Top 21 Quotes & Sayings by Michael Dickinson

Explore popular quotes and sayings by an American scientist Michael Dickinson.
Last updated on December 21, 2024.
Michael Dickinson

Michael H. Dickinson is an American fly bioengineer and neuroscientist, and Zarem Professor of Biology and Bioengineering at the California Institute of Technology. He studies Drosophila flight control systems and sensory processing and was dubbed the Fly Guy by The Scientist.
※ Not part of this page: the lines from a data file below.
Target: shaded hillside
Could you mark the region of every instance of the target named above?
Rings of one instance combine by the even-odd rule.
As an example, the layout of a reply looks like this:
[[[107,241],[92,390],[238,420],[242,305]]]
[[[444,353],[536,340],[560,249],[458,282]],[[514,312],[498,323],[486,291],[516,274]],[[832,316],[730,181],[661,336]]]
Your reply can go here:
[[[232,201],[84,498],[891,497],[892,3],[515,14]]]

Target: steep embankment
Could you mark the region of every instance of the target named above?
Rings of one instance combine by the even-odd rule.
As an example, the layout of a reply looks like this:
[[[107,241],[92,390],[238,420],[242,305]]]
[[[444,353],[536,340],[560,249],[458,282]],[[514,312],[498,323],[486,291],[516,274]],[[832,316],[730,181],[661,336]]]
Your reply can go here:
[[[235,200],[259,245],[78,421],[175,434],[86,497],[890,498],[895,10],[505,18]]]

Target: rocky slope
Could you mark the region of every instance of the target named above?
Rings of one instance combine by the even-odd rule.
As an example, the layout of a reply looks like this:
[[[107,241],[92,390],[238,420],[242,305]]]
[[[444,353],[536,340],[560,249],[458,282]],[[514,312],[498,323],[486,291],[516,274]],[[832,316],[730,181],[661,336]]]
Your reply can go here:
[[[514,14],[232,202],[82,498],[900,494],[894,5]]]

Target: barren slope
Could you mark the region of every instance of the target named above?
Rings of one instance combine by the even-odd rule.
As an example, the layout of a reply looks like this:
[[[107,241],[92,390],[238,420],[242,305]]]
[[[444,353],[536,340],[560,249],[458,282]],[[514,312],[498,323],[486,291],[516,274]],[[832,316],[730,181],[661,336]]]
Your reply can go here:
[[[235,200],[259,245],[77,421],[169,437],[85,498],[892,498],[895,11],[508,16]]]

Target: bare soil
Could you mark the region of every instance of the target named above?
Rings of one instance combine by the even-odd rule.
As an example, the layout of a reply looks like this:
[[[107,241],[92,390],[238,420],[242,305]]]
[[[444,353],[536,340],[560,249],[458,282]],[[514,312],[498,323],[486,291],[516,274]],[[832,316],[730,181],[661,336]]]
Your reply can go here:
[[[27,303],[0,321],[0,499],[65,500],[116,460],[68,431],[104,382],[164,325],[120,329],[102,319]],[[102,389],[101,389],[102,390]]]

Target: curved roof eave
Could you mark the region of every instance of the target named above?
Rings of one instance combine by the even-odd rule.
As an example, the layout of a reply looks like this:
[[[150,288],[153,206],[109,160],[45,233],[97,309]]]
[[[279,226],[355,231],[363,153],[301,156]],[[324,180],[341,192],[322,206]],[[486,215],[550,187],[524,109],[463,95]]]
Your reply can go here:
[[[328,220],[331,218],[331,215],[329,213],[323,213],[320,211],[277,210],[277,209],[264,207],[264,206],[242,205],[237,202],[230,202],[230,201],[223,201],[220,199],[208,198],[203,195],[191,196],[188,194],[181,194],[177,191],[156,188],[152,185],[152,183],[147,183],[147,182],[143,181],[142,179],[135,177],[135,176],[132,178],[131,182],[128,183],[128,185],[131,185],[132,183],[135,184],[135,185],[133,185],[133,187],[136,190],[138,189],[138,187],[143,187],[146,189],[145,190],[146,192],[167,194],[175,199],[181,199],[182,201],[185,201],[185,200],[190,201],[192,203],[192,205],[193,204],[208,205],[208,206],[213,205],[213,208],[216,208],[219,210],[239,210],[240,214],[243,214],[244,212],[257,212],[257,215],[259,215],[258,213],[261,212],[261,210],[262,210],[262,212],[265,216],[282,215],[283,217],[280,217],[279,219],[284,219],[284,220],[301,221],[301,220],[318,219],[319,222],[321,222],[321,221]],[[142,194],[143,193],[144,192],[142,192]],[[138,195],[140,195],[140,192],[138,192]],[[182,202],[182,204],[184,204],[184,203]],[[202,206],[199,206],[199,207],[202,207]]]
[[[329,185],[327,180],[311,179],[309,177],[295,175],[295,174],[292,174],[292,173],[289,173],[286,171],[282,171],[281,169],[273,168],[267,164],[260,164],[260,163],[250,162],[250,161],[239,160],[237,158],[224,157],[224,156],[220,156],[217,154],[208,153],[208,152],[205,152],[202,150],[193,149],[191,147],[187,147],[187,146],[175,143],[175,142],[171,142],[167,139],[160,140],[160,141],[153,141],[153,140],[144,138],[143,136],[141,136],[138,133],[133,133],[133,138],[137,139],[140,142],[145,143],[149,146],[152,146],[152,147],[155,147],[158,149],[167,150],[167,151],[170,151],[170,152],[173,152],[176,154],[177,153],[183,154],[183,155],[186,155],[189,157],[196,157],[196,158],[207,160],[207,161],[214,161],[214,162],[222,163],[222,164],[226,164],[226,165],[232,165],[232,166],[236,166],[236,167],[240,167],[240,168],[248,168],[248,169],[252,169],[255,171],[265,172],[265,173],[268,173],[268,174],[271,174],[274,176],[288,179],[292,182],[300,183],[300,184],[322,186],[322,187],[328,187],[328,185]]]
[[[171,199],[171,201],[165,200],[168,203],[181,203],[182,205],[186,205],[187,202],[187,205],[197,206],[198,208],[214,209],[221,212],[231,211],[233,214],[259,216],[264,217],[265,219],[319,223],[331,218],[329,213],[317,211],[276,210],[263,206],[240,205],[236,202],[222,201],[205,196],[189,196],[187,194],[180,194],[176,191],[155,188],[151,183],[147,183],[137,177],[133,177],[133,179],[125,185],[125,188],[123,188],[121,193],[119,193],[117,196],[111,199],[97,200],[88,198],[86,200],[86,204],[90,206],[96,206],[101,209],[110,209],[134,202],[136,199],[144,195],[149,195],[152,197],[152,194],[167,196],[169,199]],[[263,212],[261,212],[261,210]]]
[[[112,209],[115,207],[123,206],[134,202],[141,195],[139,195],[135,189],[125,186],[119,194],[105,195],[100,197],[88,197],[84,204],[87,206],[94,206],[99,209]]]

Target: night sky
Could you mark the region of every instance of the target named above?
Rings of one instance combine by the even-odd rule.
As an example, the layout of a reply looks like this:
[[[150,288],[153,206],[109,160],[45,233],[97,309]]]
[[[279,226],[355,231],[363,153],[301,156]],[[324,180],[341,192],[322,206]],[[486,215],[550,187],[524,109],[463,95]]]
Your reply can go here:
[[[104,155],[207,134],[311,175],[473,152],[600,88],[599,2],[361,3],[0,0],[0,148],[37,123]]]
If flies are a great model, they're a great model for flies. These animals, you know, they're not like us. We don't fly. We don't have a compound eye. I don't think we process sensory information the same way. The muscles that they use are just incredibly much more sophisticated and interesting than the muscles we use.
Although finding fruit flies in your wine or beer can be a bit annoying, I hope people will pause to admire the tenacity of these clever little creatures. They are really just hungry animals looking for something to eat, and have no intention of ruining your happy hour.
A fly with a brain the size of a salt grain has the behavioral repertoire nearly as complex as a much larger animal such as a mouse. That's a super-interesting problem from an engineering perspective.
It is difficult, but intriguing, to imagine seeing the world as a fly might. First, flies don't have nearly the same visual resolution that we do... so you have to imagine a fuzzier image. Second, fly eyes are faster than our own and are very sensitive to motion.
There's so many mysteries related to how flies are able to make their way through the world. I'd certainly like to know a lot more about how their brain works. I'd certainly like to know a lot more about just how they're put together. I mean, these animals are basically, topologically, spheres. They don't have bones as we do, of course.
The fruit flies we work with have the equivalent of about a 25 by 25 pixel camera. But that camera is very, very fast, about 10 times faster than the human visual system.
The genus Drosophila is one of the great success stories. There's hundreds of species within the genus. They're on every continent except Antarctica, they're in tropical rain forests, they're in deserts, they've evolved many exotic mating behaviors, and they're capable of incredibly long-distance flights.
Like many insects, flies are most sensitive to green light. This means that they would see their world as 'black and white,' in that they can't see the multiple colors required to reconstruct a color image of the world. They do, however, have specialized cells that enable them to see ultraviolet wavelengths.
Fly flight is just a great phenomenon to study. It has everything - from the most sophisticated sensory biology; really, really interesting physics; really interesting muscle physiology; really interesting neural computations.
If you watch a fly on, say, a coffee table, you'll see that they're rubbing their little legs together to groom themselves; they're actually quite clean creatures.
We discovered that fruit flies alter course in less than one one-hundredth of a second, 50 times faster than we blink our eyes, which is faster than we ever imagined.
Although their maneuverability is limited, blind flies can fly remarkably well.
The robotic fly that we actually make the most use of in our laboratory is actually not a small thing, it's a giant thing. It has about a meter wing span, and it flaps in three metric tons of mineral oil. And it is a so-called dynamically scaled fly.
When you see a fly flitting around your hair or your potato salad, you might see an annoyance. But in my lab, you really see a marvelous machine: arguably the most sophisticated flying device on the planet.
I'm obsessed with insects, particularly insect flight. I think the evolution of insect flight is perhaps one of the most important events in the history of life. Without insects, there'd be no flowering plants. Without flowering plants, there would be no clever, fruit-eating primates giving TED Talks.
It is best not to swat at the fly's starting position, but rather to aim a bit forward of that to anticipate where the fly is going to jump when it first sees your swatter.
For many years in my laboratory and other laboratories around the world, we've been studying fly behaviors in little flight simulators. You can tether a fly to a little stick. You can measure the aerodynamic forces it's creating. You can let the fly play a little video game by letting it fly around in a visual display.
I grew up watching 'Star Trek.' I love 'Star Trek.' 'Star Trek' made me want to see alien creatures, creatures from a far-distant world. But basically, I figured out that I could find those alien creatures right on Earth. And what I do is I study insects.
One of the fastest things a fruit fly does is take information from its eyes and react accordingly. — © Michael Dickinson
One of the fastest things a fruit fly does is take information from its eyes and react accordingly.
Only flies have true halteres. In fact, the scientific term for flies, 'diptera,' means 'two wings.' Most insects, including bees, have two pairs of wings for a total of four. In flies, the hindwing pairs have been transformed through evolution into the halteres.
When it first notices an approaching threat, a fly's body might be in any sort of posture depending on what it was doing at the time, like grooming, feeding, walking, or courting. Our experiments showed that the fly somehow 'knows' whether it needs to make large or small postural changes to reach the correct preflight posture.